Sobre relatos de falta de insumos e estrutura precária, a presidente negou que haja desabastecimento ou problemas como falta de água. “Não é real que falte água na Santa Casa. Todos os bebedouros foram trocados recentemente. Também não faltam insumos essenciais. Suspendemos cirurgias eletivas justamente para garantir que não falte nada para os casos de urgência e emergência”, garantiu.
Ela disse ainda que o hospital criou um comitê de crise para monitorar estoques e racionalizar o uso dos materiais disponíveis. “A Santa Casa nunca deixou de atender ninguém. Temos cuidado e priorizado o insumo de quem corre risco de morte”, reforçou.
Atendimento na Santa Casa é mantido parcialmente; serviços eletivos foram suspensos para priorizar casos de urgência e emergência - (Foto: Rafael Rodrigues)

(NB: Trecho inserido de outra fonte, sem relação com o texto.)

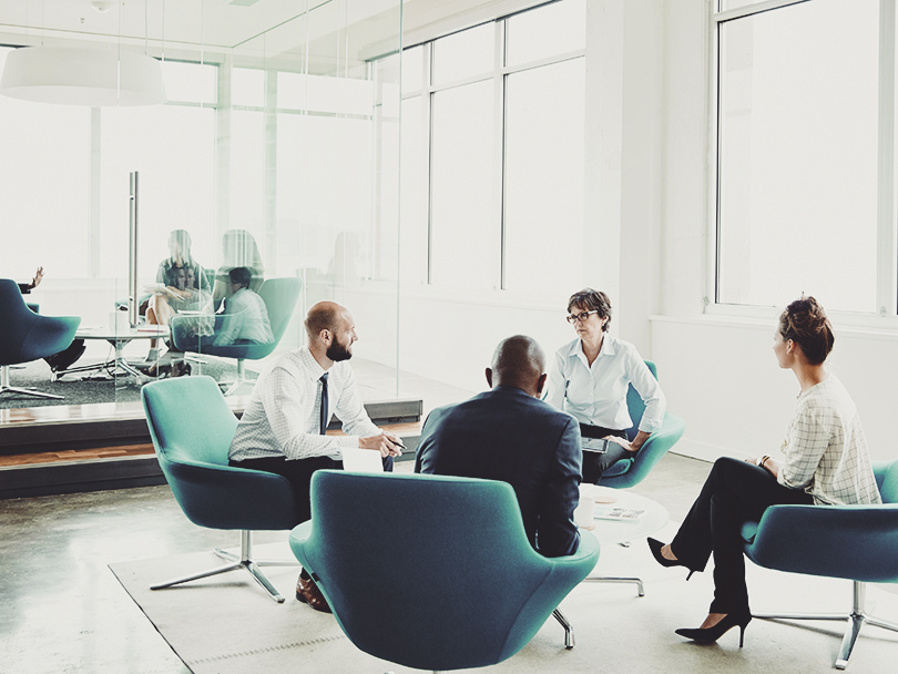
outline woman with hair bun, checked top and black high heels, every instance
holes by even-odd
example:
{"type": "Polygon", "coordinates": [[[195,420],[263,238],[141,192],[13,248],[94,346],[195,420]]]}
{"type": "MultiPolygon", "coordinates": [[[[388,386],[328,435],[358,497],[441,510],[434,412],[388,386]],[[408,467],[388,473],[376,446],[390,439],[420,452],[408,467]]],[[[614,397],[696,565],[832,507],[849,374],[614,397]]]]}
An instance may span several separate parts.
{"type": "Polygon", "coordinates": [[[857,407],[824,365],[834,341],[829,319],[813,297],[786,307],[773,350],[802,390],[780,447],[783,459],[717,459],[671,544],[649,539],[662,566],[685,566],[690,576],[714,556],[708,615],[701,627],[676,630],[681,636],[714,642],[738,625],[742,646],[752,613],[741,530],[768,507],[881,503],[857,407]]]}

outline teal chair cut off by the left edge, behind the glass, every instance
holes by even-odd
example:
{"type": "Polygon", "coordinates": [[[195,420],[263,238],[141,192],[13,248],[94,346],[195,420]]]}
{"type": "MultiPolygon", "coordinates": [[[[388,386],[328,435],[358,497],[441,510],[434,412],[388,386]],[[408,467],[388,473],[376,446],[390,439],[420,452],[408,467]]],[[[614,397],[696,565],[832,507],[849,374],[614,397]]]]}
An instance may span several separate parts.
{"type": "Polygon", "coordinates": [[[81,318],[41,316],[25,305],[14,280],[0,278],[0,365],[19,365],[68,348],[81,318]]]}

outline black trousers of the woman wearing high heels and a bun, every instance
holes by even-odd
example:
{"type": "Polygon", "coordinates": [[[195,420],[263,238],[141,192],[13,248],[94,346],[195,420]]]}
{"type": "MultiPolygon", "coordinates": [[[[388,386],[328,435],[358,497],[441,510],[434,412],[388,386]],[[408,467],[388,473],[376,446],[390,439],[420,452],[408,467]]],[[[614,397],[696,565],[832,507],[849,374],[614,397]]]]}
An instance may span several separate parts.
{"type": "Polygon", "coordinates": [[[814,499],[804,490],[783,487],[768,470],[754,463],[727,457],[714,462],[702,492],[671,542],[676,558],[696,571],[703,571],[714,555],[710,613],[749,612],[742,525],[758,521],[767,508],[780,503],[812,504],[814,499]]]}

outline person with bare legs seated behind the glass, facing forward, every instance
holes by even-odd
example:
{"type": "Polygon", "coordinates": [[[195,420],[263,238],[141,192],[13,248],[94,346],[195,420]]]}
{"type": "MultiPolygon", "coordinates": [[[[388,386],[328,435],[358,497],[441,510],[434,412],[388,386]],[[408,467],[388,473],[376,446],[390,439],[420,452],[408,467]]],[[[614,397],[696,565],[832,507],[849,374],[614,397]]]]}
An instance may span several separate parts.
{"type": "MultiPolygon", "coordinates": [[[[196,310],[202,309],[201,305],[204,302],[207,303],[207,297],[203,297],[202,293],[208,293],[208,282],[203,274],[203,268],[191,255],[190,233],[186,229],[174,229],[169,234],[169,257],[163,259],[156,269],[156,290],[150,297],[146,323],[169,325],[172,316],[178,310],[188,307],[196,310]],[[193,284],[187,285],[191,277],[200,293],[187,289],[193,286],[193,284]]],[[[151,339],[146,361],[153,362],[157,358],[156,340],[151,339]]]]}

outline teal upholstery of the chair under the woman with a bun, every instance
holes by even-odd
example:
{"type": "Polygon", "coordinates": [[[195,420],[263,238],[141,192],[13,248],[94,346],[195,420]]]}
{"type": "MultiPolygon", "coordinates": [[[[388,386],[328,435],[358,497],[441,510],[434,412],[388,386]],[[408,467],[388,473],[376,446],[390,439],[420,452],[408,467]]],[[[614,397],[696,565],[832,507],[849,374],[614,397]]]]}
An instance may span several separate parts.
{"type": "Polygon", "coordinates": [[[773,506],[743,528],[745,554],[779,571],[898,582],[898,460],[874,472],[885,503],[773,506]]]}

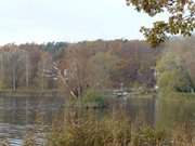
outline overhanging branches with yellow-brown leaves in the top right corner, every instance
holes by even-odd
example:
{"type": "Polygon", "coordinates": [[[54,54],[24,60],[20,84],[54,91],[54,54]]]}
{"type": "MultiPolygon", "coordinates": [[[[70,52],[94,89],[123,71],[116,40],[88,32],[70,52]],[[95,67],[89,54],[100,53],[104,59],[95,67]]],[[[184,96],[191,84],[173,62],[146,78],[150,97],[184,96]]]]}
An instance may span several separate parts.
{"type": "Polygon", "coordinates": [[[138,12],[150,16],[168,13],[168,21],[158,21],[152,28],[142,27],[141,32],[146,40],[156,47],[172,35],[191,36],[195,28],[194,0],[126,0],[138,12]]]}

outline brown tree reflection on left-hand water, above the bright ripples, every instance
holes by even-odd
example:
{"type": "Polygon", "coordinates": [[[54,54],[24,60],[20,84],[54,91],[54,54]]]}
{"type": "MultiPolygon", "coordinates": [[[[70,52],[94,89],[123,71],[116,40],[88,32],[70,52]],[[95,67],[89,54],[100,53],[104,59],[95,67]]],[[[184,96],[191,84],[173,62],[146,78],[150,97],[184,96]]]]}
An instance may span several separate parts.
{"type": "Polygon", "coordinates": [[[44,115],[46,122],[51,122],[63,103],[63,98],[57,97],[0,97],[0,123],[32,124],[37,112],[44,115]]]}

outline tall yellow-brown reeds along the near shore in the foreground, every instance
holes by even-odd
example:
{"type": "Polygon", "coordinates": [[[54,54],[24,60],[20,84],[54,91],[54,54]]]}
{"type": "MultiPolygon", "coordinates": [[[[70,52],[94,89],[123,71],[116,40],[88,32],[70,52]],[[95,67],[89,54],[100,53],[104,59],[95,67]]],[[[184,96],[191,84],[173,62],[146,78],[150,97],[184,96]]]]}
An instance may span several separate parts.
{"type": "Polygon", "coordinates": [[[92,114],[66,119],[53,125],[47,146],[193,146],[193,137],[183,130],[168,133],[144,124],[135,128],[122,114],[99,120],[92,114]]]}

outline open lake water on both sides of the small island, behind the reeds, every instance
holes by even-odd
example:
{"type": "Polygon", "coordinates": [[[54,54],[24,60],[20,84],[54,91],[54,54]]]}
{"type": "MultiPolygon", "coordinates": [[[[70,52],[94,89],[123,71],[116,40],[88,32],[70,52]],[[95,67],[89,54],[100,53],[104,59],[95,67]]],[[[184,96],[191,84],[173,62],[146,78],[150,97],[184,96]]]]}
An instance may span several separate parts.
{"type": "MultiPolygon", "coordinates": [[[[65,112],[62,97],[0,97],[0,140],[6,138],[11,145],[21,146],[25,135],[35,127],[46,133],[57,115],[65,112]],[[40,122],[41,121],[41,122],[40,122]]],[[[129,98],[115,101],[110,112],[120,107],[126,108],[132,121],[144,121],[162,128],[172,123],[191,121],[195,123],[195,102],[159,102],[155,98],[129,98]]]]}

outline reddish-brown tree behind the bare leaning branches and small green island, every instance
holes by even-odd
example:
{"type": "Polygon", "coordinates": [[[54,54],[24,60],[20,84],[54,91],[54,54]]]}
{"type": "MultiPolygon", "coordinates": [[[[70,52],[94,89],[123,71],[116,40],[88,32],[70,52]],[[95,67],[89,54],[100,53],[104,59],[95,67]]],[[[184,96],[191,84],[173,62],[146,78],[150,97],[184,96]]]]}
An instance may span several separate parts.
{"type": "Polygon", "coordinates": [[[81,97],[88,88],[88,62],[90,49],[82,43],[69,45],[60,63],[60,77],[64,85],[75,97],[81,97]]]}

Do outro lado, os trabalhadores afirmam que não há previsão de retorno enquanto o 13º salário não for pago integralmente. “É uma falta de respeito com os profissionais da saúde. Trabalhamos o ano inteiro para cuidar de todos e, em dezembro, enfrentamos esse caos”, disse a técnica de enfermagem Alessandra Luz da Silva.

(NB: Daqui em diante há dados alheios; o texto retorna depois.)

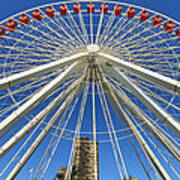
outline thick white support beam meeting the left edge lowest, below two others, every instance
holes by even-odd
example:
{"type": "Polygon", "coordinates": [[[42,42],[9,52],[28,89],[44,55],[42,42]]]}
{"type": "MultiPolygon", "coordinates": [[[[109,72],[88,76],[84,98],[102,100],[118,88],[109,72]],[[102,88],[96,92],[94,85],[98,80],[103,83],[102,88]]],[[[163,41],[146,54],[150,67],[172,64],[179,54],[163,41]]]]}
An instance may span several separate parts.
{"type": "Polygon", "coordinates": [[[11,139],[9,139],[3,146],[0,147],[0,158],[4,156],[14,145],[16,145],[26,134],[29,133],[38,123],[46,117],[58,104],[60,104],[74,88],[79,84],[77,80],[71,84],[67,90],[63,91],[57,98],[55,98],[45,109],[39,112],[28,124],[19,130],[11,139]]]}

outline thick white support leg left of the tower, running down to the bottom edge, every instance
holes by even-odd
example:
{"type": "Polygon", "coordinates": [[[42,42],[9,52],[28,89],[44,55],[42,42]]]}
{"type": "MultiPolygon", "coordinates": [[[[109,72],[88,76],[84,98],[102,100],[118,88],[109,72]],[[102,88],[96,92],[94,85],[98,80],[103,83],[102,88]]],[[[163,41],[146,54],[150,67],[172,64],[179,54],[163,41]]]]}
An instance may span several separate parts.
{"type": "Polygon", "coordinates": [[[29,147],[29,149],[26,151],[26,153],[23,155],[23,157],[20,159],[20,161],[17,163],[17,165],[13,168],[13,170],[10,172],[6,180],[12,180],[16,177],[16,175],[19,173],[19,171],[23,168],[25,163],[28,161],[28,159],[31,157],[31,155],[34,153],[34,151],[37,149],[37,147],[41,144],[43,139],[46,137],[48,132],[51,130],[53,125],[57,122],[61,114],[64,112],[64,110],[67,108],[71,100],[73,99],[73,96],[70,95],[66,101],[61,105],[61,107],[57,110],[57,112],[54,114],[54,116],[50,119],[46,127],[41,131],[39,136],[36,138],[34,143],[29,147]]]}

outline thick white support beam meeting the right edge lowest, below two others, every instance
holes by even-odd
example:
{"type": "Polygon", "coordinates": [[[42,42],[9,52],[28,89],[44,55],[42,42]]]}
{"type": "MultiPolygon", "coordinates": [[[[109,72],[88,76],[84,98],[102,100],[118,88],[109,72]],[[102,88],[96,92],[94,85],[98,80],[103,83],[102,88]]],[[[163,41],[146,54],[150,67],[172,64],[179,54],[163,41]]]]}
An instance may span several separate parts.
{"type": "MultiPolygon", "coordinates": [[[[143,112],[131,101],[131,99],[123,92],[118,91],[116,87],[108,83],[116,94],[118,101],[124,105],[141,123],[146,127],[152,135],[164,146],[166,149],[178,160],[180,161],[180,151],[174,144],[169,141],[169,139],[157,129],[144,115],[143,112]]],[[[113,103],[113,101],[111,101],[113,103]]]]}

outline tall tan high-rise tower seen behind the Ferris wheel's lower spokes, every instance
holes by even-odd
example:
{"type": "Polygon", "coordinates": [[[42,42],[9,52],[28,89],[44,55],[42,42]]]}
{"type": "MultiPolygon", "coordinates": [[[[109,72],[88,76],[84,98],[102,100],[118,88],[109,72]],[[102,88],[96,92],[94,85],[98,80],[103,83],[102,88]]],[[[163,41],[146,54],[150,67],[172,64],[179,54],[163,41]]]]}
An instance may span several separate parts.
{"type": "Polygon", "coordinates": [[[99,180],[98,142],[87,137],[76,137],[71,179],[99,180]]]}

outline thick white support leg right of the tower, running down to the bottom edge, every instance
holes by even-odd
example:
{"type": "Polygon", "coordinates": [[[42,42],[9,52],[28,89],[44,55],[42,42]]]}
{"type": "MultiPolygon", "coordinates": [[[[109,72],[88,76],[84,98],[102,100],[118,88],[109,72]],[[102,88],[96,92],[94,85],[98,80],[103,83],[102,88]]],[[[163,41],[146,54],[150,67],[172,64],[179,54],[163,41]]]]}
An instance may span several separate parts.
{"type": "MultiPolygon", "coordinates": [[[[104,84],[108,85],[107,80],[105,80],[105,78],[103,78],[103,79],[104,79],[104,84]]],[[[165,169],[163,168],[161,163],[158,161],[158,159],[156,158],[153,151],[150,149],[150,147],[148,146],[148,144],[146,143],[144,138],[139,133],[136,126],[132,123],[131,119],[125,113],[125,111],[123,110],[121,105],[118,103],[118,99],[116,98],[115,94],[113,94],[112,91],[111,91],[111,93],[107,93],[110,91],[106,91],[106,90],[107,89],[104,89],[104,92],[106,92],[107,97],[109,98],[110,102],[114,105],[114,107],[117,109],[120,116],[123,118],[123,120],[125,121],[127,126],[130,128],[131,132],[133,133],[133,135],[137,139],[139,145],[141,146],[141,148],[143,149],[143,151],[147,155],[150,162],[156,167],[156,169],[161,174],[163,179],[170,180],[171,178],[169,177],[169,175],[167,174],[167,172],[165,171],[165,169]]]]}

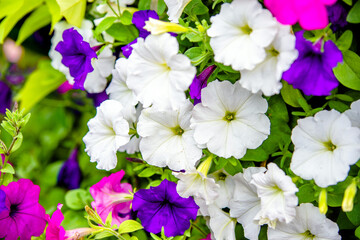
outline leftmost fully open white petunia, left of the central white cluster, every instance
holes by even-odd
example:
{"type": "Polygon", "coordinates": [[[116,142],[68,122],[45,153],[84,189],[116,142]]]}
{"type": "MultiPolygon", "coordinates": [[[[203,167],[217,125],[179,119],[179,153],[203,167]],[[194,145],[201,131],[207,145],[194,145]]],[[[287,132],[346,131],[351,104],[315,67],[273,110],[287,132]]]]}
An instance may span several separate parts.
{"type": "Polygon", "coordinates": [[[96,108],[96,116],[88,122],[89,132],[83,138],[85,152],[98,169],[116,167],[116,152],[129,142],[129,124],[123,117],[121,103],[106,100],[96,108]]]}

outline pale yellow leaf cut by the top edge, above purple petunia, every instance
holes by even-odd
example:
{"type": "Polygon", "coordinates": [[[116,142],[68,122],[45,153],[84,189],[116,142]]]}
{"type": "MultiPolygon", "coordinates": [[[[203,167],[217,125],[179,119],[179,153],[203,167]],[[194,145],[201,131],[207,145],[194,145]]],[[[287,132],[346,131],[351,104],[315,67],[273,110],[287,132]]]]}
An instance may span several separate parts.
{"type": "Polygon", "coordinates": [[[86,0],[56,0],[60,13],[68,23],[80,28],[85,16],[86,0]]]}

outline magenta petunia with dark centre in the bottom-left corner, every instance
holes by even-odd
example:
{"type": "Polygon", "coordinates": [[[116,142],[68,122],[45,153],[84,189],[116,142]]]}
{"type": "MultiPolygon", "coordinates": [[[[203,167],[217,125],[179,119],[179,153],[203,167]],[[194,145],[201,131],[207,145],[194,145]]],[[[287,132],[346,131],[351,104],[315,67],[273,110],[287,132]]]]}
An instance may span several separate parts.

O presidente do Sindicato dos Profissionais da Radiologia (Sinterms), José Carrijo, declarou que a paralisação começou após reunião com a direção do hospital, na sexta-feira (20). “O pessoal quer receber o 13º. Se não pagar, a greve será permanente até que o problema seja resolvido”, afirmou.
“Preservar a vida está acima de tudo” - Em meio ao impasse, Alir Terra Lima reafirmou que, apesar da falta de recursos, a prioridade da Santa Casa continuará sendo o atendimento aos pacientes. “Entendemos que o direito de verba alimentar está acima de tudo, mas sempre devemos preservar a vida. Foi essa escolha que fizemos”, declarou.
A dirigente disse esperar que o impasse chegue a uma solução definitiva em 2025. “Estamos há três anos sem reajuste do contrato. Não queremos viver de crises pontuais. Queremos um equilíbrio justo para que a Santa Casa possa continuar salvando vidas”, concluiu.